The Mead name was gone.
The administration seemed to have made “this decision under cover of darkness,” Mr. Douglas said.
Efforts to talk to campus administrators or get answers from board members were unsuccessful, he said.
After researching, the college wrote, a decision was made that “the name of former Governor Mead on an iconic building in the center of campus is not consistent with what Middlebury stands for in the 21st century.”
In his speech, the college pointed out, Dr. Mead had said those with “cursed defects” were marrying others with “defects,” thus increasing their population.
Dr. Mead said the “insane, the epileptics, the imbeciles, the idiots, the sexual perverts, together with many of the confirmed inebriates, prostitutes, tramps and criminals that fill our penitentiaries, jails, asylums, and poor farms are the results of these intermarriages or the natural offspring of defective parents.”
Mr. Douglas said he wasn’t aware of protests on campus from students or faculty about the chapel’s name. He questions the wisdom of wiping away mention of historical figures based on parts of their past now deemed unacceptable.
Apologizing for Eugenics
The Mead family’s lawsuit argues the college made “grossly distorted” accusations that their ancestor made an “urgent call” for the Vermont Legislature to adopt policies and make laws based on eugenics theory.It points out that Dr. Mead died more than a decade before the Vermont Legislature enacted eugenics-based legislation.
The result of that 1931 legislation was a state-sanctioned eugenics movement targeting indigenous people and other groups. Eugenics calls for sterilizing people based on race, sex, ethnicity, economic status, or disabilities.
The Vermont Legislature’s formal apology came 90 years later. It triggered the college’s review of Dr. Mead.
According to the lawsuit, Dr. Mead had said lawmakers should “safeguard and restrict the issuing of marriage licenses to persons convicted of rape, incest, open or gross lewdness, and cases where either of the parties are known to be suffering tuberculosis, syphilis, or epilepsy, and in cases where either party has been in confinement for habitual drunkenness, feeble-mindedness, or insanity.”
The college wronged Dr. Mead by suggesting he was motivated by racism and by failing to look at his overall history, which included “selfless acts and the altruistic contributions” made to “his nation, state, county, town, church, and to Middlebury College itself,” the family’s lawsuit states.
A solution better than removing his name from the chapel would have been to install a plaque outlining how eugenics was wrong and has since been condemned by society, Mr. Douglas said.
“Whether it’s [George] Washington or [Thomas] Jefferson or [Abraham] Lincoln or Governor Mead, you can pick out something you don’t like” about the flaws of any historical figure, Mr. Douglas said.

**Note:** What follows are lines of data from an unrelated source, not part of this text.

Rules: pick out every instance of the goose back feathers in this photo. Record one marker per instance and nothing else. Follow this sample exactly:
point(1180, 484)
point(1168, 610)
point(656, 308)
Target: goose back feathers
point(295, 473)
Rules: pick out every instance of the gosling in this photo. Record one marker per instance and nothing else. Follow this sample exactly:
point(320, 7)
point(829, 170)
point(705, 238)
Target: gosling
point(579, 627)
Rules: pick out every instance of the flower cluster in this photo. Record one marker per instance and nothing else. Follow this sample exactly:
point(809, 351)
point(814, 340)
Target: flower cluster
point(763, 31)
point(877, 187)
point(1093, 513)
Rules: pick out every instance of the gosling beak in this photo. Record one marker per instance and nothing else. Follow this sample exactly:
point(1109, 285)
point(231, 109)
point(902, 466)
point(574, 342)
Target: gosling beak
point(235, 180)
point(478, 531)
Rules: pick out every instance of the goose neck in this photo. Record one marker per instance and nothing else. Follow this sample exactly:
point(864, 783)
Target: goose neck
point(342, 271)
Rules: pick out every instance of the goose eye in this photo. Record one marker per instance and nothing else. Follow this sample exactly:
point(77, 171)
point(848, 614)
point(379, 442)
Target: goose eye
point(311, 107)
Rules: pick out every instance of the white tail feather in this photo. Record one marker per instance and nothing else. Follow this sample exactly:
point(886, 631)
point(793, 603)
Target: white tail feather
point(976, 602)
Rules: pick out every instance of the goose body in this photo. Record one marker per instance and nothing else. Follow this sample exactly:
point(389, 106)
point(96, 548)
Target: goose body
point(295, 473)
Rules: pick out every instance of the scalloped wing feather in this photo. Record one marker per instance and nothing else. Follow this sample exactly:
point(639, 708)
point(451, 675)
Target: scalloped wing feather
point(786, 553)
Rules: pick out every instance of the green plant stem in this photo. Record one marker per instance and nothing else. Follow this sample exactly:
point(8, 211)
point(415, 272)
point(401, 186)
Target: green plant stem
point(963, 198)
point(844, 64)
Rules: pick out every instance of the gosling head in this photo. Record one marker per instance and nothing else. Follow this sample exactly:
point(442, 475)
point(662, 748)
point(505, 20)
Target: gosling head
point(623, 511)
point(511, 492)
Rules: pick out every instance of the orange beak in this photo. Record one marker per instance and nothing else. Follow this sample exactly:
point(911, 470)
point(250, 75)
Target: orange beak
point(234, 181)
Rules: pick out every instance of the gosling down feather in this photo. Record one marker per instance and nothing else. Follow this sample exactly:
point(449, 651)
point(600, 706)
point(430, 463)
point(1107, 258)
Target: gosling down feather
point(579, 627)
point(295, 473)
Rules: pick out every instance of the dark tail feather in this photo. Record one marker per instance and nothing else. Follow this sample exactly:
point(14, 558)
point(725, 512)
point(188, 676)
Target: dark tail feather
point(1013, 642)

In an effort to show his displeasure with the college, Mr. Douglas didn’t participate in his 50th class reunion. The former governor graduated in 1972 and is among the school’s most famous alumni.
Cost of Erasing History
The Vermont case and others have garnered national attention as a symbol of the ongoing culture war over U.S. history.Many universities have renamed or removed statues of historical figures in the name of anti-racism since the death of George Floyd in 2020.
Left-wing groups nationwide have demanded racial justice and called for the removal of statues of Christopher Columbus, Abraham Lincoln, and others.
And that’s propelled descendants of other university benefactors to make legal complaints similar to the Mead family’s action.
Now, the Williams family wants the Virginia school to give back donations they’ve made throughout the years, with interest. The amount tops $3.6 billion.
Family member Robert Smith, who graduated from the law school that formerly bore his great-great-grandfather’s name, told The Epoch Times that if the family name is no longer good enough for the university, neither is the family’s money.